When string concatenation comes from iterating over a collection, using a generator expression can save memory because it avoids creating the entire list.

s = "".join(str(number) for number in range(100))
4. Pay attention to string invariance

Some “in-place” modifications to a string may not appear to create new string instances, but in fact they do. For example, methods such as str.replace(), str.lower(), and str.upper() will create new strings, even if The resulting string is the same as the original string.

5. Use built-in methods to process strings

The built-in string methods (such as str.split(), str.strip(), str.find(), etc.) have been optimized. Typically faster and more efficient than manually implemented methods.

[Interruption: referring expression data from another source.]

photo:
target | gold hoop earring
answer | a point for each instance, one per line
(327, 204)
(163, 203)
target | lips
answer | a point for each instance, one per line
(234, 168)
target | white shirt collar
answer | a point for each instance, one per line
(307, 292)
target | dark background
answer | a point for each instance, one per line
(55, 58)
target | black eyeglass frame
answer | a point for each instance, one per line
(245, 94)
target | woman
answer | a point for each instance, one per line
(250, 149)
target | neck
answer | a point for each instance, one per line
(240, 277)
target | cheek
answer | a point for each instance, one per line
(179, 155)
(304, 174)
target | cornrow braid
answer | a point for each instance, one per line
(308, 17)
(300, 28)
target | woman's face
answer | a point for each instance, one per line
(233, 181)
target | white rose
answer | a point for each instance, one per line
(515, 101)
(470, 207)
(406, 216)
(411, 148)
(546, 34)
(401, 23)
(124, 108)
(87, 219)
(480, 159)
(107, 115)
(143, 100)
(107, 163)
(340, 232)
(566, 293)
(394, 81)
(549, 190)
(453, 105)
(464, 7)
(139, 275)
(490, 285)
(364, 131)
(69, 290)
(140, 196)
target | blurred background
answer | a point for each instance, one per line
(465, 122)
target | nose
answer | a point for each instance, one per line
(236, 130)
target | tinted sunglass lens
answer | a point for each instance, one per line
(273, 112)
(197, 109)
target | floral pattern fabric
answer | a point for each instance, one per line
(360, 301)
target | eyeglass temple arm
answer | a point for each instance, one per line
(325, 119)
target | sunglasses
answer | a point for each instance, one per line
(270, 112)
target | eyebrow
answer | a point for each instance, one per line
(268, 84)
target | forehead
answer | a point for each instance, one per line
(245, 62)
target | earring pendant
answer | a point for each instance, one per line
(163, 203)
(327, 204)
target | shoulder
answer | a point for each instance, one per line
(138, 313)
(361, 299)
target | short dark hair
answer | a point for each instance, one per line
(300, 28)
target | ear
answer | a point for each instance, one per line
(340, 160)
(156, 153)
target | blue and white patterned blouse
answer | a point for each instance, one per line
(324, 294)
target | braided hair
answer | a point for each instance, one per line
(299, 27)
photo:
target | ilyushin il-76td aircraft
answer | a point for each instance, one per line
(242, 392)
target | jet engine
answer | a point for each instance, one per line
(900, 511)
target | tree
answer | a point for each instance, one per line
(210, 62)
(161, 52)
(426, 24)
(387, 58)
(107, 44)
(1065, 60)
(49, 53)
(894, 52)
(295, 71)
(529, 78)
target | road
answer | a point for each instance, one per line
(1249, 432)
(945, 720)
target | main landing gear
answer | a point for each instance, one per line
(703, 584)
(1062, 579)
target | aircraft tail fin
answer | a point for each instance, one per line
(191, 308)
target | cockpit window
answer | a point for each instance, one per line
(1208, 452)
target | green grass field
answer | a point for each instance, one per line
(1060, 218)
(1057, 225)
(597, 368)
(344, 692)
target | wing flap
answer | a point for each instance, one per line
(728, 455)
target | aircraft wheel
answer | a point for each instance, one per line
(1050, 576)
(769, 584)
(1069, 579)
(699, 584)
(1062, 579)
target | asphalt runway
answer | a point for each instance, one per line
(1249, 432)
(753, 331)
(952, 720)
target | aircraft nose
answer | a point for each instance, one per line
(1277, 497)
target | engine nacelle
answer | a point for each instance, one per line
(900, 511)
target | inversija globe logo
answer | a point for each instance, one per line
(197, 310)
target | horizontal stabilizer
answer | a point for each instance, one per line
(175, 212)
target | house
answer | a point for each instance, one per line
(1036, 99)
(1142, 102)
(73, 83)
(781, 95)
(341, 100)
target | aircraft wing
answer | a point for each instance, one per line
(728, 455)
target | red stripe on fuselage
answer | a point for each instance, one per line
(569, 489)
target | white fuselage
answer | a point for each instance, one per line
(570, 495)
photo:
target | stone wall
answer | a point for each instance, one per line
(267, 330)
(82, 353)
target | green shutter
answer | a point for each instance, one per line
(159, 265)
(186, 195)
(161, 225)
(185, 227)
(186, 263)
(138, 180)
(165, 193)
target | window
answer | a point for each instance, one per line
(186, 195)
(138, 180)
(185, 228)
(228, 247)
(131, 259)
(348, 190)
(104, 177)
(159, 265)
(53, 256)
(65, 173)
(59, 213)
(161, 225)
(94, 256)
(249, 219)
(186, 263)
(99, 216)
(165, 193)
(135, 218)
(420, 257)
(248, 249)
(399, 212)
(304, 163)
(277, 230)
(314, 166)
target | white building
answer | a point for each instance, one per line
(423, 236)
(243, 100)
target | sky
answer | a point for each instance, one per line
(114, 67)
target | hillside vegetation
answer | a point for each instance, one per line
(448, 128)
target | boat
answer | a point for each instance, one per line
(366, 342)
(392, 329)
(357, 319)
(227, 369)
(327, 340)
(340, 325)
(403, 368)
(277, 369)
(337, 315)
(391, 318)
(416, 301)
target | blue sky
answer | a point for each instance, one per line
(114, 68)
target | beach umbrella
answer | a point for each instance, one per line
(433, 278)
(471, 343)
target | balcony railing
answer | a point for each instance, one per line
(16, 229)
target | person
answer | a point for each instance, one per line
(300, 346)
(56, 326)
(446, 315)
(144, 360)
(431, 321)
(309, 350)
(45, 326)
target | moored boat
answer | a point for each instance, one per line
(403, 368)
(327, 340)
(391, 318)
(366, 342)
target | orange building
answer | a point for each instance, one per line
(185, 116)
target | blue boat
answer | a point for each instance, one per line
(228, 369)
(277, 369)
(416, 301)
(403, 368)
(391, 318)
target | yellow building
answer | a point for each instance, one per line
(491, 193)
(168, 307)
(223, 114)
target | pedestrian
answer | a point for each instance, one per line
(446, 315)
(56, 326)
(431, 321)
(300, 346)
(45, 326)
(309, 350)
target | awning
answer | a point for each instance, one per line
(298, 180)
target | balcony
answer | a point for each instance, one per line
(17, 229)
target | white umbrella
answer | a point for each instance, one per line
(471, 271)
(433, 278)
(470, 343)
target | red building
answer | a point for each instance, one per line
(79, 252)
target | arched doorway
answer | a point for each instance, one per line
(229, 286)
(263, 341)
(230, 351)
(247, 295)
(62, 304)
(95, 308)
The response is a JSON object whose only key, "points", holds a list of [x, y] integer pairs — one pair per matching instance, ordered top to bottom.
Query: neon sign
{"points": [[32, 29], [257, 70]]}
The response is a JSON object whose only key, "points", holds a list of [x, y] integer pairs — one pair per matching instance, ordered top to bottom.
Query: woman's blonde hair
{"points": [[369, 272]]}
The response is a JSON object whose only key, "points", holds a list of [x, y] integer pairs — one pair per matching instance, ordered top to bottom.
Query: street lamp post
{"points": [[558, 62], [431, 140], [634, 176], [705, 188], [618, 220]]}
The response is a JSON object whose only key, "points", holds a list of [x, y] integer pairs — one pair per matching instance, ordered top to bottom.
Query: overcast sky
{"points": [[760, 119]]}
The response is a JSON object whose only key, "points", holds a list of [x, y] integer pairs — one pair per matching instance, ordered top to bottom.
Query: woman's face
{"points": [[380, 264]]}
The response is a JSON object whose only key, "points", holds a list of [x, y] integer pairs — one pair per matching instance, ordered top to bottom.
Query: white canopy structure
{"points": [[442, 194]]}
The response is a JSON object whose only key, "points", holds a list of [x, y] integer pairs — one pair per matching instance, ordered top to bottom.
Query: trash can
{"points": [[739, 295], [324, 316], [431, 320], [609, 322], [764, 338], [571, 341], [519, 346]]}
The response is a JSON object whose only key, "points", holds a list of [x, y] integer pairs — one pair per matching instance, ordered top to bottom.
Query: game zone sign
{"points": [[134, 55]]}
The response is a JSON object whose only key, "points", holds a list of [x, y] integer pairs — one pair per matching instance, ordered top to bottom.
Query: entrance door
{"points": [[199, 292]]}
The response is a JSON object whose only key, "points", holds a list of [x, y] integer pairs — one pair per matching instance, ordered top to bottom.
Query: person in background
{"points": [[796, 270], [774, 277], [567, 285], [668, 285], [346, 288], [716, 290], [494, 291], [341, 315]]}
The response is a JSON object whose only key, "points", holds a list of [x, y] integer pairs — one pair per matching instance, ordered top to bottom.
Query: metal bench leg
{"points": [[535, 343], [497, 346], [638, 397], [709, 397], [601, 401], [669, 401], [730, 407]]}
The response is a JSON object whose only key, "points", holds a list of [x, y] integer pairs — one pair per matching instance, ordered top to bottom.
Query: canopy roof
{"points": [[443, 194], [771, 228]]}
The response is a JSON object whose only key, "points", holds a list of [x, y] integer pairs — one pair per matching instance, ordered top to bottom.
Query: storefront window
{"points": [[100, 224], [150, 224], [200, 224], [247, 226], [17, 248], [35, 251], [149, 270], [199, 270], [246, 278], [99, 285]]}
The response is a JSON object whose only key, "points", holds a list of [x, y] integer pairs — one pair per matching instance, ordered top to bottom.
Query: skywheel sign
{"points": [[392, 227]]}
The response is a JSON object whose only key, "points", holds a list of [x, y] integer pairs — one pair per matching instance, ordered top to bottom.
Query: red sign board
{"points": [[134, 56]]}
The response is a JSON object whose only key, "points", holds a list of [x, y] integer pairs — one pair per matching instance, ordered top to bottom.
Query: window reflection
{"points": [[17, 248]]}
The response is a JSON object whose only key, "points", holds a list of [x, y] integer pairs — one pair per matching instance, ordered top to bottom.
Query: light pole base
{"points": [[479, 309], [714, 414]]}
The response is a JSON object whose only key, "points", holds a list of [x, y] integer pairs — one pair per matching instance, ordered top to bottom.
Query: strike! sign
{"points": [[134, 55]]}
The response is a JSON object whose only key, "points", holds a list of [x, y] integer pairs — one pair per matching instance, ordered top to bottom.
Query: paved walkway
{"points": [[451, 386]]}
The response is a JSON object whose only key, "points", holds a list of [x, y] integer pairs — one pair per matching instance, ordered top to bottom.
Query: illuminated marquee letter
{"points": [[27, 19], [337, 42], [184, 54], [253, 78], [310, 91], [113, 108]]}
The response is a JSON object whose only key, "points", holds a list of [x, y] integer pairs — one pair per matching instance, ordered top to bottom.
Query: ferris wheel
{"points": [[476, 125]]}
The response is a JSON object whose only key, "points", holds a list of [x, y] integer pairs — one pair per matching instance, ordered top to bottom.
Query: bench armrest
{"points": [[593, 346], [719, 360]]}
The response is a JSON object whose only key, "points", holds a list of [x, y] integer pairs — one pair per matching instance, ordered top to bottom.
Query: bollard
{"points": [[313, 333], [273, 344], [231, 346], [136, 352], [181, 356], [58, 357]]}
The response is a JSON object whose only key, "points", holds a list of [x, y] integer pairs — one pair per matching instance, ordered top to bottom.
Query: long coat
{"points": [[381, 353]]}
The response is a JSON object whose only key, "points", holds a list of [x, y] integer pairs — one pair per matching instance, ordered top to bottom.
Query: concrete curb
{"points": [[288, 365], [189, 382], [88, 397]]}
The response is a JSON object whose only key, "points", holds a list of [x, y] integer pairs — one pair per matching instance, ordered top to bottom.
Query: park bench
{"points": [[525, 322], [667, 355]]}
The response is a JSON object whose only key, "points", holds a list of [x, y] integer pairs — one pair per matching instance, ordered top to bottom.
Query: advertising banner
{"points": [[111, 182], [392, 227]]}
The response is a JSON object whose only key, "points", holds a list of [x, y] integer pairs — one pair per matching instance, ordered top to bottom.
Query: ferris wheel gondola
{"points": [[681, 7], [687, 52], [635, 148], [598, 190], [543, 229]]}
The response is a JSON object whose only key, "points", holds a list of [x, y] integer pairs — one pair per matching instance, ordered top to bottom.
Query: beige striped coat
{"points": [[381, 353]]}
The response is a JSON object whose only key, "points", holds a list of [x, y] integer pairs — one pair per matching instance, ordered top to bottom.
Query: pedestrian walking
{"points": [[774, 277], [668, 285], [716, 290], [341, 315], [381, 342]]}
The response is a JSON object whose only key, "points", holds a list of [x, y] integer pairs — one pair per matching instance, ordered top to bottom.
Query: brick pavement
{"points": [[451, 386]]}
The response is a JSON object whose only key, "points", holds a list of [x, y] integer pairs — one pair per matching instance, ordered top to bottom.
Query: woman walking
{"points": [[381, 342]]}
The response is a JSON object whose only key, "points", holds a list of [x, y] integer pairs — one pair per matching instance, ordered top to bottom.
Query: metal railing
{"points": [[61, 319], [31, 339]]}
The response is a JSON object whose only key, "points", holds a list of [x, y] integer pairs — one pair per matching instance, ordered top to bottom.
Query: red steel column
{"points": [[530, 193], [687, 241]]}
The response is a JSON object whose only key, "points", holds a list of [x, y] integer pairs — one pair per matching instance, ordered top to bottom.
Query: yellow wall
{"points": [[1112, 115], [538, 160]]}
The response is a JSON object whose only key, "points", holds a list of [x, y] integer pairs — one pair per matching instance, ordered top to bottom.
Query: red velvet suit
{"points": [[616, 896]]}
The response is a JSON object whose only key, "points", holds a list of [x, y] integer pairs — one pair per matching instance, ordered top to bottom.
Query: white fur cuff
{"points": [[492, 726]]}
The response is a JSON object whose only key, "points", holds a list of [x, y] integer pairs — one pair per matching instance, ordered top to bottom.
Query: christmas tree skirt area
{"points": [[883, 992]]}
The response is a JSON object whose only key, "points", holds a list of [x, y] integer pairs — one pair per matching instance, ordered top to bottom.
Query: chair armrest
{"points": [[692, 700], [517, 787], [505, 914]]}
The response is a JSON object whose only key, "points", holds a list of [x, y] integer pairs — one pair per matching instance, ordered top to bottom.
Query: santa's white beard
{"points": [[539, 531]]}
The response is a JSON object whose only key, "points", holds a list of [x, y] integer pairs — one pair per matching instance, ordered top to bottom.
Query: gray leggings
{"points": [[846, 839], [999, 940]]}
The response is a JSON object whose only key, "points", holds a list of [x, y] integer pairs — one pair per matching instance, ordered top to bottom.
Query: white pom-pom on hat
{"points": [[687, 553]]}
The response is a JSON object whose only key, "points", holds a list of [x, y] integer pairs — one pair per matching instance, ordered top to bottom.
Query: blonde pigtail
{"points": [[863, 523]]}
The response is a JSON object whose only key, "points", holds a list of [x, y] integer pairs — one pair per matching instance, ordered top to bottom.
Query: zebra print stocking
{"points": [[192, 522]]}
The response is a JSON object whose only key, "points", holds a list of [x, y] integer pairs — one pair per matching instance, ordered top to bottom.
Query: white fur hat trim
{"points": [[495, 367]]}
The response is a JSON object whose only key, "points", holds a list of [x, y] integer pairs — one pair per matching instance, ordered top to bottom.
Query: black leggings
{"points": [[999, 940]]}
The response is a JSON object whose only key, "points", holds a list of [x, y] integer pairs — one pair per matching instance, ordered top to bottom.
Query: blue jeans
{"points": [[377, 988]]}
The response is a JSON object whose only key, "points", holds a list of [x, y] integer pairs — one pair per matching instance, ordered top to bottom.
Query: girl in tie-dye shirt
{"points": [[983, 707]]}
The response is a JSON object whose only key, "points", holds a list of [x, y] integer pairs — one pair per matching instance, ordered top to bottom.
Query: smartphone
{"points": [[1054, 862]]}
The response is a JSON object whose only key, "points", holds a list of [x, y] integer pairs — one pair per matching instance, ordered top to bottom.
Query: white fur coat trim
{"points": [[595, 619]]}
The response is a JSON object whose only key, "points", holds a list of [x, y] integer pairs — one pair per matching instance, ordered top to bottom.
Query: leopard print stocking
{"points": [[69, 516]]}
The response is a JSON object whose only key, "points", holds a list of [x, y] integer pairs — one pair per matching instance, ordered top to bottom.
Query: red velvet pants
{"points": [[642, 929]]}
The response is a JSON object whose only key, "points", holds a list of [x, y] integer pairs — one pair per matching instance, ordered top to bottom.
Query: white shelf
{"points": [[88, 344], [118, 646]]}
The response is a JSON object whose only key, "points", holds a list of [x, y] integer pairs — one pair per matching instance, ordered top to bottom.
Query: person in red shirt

6. Consider using the intern method

For a large number of repeated strings, you can use the intern method. This technique ensures that only one copy of the string is stored in memory. This can save memory in certain scenarios.

import sys
s = sys.intern('some long string')

10. Disable debugging tools:

Make sure to disable debugging tools and verbose logging in production environments, as they can take up a lot of memory (Flask and Django offer a debug mode that adds additional logging, error checking, and other diagnostic information).

11. Remove or limit introspection and introspection:

Introspection and self-inspection techniques, such as dir(), type(), repr(), locals(), globals(), etc., are very useful when debugging, but should be avoided or Minimize their use.